We have the inequality :

Let $x>11$ then we have :

$$g(x)=\arcsin\left(2/(x^2+1)\right)<f(x)=2/x^2+2/(1-x^4)+1/32*1/x^4$$

Then with a computer we have :

$$\sum_{n=1}^{10}g(n)+\sum_{n=11}^{104}f(n)<e$$

Then we can use :

$\exists m>0$ large enought such that :

$$\sum_{i=1}^{m}1/i^2<\pi^2/6-1/m+0.5*1/m^2\tag{I}$$

Better approach :

Using $0<x<1$ :

$$\operatorname{arctanh}(x)>\arcsin(x)$$

And cutting the series it telescopes.

We can improves it with for $0<x<1$:

$$(\operatorname{arctanh }(x))/2+x/2>\arcsin(x)$$

Cutting and use $I$.

How to show by hand?

Answer 1

Remarks: Recently, I learned the method of bounding the series by using telescoping series.

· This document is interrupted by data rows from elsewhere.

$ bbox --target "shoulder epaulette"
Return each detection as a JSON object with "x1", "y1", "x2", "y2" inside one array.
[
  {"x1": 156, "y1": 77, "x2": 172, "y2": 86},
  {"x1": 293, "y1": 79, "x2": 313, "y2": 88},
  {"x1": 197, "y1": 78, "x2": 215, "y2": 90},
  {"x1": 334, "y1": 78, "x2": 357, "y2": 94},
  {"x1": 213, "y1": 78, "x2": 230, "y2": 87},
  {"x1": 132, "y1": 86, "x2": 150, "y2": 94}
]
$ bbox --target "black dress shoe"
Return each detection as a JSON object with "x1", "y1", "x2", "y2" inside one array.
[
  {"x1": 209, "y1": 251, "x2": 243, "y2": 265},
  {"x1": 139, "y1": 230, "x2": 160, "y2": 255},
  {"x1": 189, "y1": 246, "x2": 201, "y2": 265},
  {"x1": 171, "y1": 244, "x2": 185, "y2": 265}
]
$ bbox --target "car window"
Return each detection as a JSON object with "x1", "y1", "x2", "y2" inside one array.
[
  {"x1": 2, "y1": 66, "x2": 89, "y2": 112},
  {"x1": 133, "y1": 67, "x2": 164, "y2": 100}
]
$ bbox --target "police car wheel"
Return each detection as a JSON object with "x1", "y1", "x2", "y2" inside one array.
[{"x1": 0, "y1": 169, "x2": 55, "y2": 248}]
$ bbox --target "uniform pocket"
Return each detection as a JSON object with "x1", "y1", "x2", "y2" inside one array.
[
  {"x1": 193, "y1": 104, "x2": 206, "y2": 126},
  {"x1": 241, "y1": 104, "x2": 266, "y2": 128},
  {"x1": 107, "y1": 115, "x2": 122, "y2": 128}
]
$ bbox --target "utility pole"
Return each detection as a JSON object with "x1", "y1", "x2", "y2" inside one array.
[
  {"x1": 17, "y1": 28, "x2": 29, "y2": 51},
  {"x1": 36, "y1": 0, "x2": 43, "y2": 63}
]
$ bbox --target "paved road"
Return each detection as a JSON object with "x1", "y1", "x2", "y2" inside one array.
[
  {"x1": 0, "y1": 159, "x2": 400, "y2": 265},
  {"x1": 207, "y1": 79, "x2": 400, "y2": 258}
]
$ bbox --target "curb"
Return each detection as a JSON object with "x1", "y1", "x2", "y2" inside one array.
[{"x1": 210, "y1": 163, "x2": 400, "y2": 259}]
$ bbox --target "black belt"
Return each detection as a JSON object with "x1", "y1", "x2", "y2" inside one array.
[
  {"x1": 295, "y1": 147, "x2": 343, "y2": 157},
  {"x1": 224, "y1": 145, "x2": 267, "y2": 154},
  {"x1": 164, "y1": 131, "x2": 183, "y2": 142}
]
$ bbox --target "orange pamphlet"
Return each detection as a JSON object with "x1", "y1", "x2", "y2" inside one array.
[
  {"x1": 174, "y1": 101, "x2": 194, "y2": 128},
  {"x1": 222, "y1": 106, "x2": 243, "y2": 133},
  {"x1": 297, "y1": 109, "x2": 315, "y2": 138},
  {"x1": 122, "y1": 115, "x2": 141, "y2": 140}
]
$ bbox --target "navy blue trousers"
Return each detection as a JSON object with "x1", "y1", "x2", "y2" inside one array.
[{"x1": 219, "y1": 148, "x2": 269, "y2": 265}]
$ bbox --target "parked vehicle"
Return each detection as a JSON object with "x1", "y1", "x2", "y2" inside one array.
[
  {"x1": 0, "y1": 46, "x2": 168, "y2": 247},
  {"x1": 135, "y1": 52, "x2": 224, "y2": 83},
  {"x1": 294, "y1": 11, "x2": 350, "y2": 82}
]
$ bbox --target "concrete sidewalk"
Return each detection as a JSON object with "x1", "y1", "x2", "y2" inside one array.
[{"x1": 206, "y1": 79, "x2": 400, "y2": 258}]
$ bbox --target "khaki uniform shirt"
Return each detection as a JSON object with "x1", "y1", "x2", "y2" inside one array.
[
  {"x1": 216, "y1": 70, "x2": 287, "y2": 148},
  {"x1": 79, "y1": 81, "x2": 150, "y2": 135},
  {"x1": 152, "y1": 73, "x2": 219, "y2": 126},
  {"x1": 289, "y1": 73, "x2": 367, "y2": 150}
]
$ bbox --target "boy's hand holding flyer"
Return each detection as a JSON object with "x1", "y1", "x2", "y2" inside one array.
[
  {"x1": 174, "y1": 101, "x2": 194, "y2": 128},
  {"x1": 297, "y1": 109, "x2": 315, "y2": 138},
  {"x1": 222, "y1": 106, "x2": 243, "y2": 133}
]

Perhaps we may find telescoping series better than (2) and (5).

Some thoughts:

It suffices to prove that $$\sum_{n=1}^\infty \arcsin\frac{2}{n^2 + 1} < \mathrm{e} + \sum_{n=105}^\infty \arcsin\frac{2}{n^2 + 1}. \tag{1}$$

Using $$\arcsin\frac{2}{n^2 + 1} > \frac{2}{n - \frac{12}{25}} - \frac{2}{n + 1 - \frac{12}{25}}, \quad \forall n \ge 105, \tag{2}$$ (easy to prove by taking derivative) we have $$ \sum_{n=105}^\infty \arcsin\frac{2}{n^2 + 1} > \sum_{n=105}^\infty \left(\frac{2}{n - \frac{12}{25}} - \frac{2}{n + 1 - \frac{12}{25}}\right) = \frac{2}{105 - \frac{12}{25}} = \frac{50}{2613}. \tag{3}$$

Thus, it suffices to prove that $$\sum_{n=1}^\infty \arcsin\frac{2}{n^2 + 1} < \mathrm{e} + \frac{50}{2613}. \tag{4}$$

We have, for all $n \ge 7$, \begin{align*} \arcsin\frac{2}{n^2 + 1} < g(n) &:= 2\left(\frac{1}{n} - \frac{1}{n + 1}\right) + \left(\frac{1}{n^2} - \frac{1}{(n + 1)^2}\right)\\ &\qquad - \frac13 \left(\frac{1}{n^3} - \frac{1}{(n + 1)^3}\right) - \left(\frac{1}{n^4} - \frac{1}{(n + 1)^4}\right)\\ &\qquad - \frac{1}{15}\left(\frac{1}{n^5} - \frac{1}{(n + 1)^5}\right) + \frac53\left(\frac{1}{n^6} - \frac{1}{(n + 1)^6}\right)\\ &\qquad + \frac{25}{21}\left(\frac{1}{n^7} - \frac{1}{(n + 1)^7}\right). \tag{5} \end{align*} (It can be proved by taking derivative. The proof is quite complicated by hand.)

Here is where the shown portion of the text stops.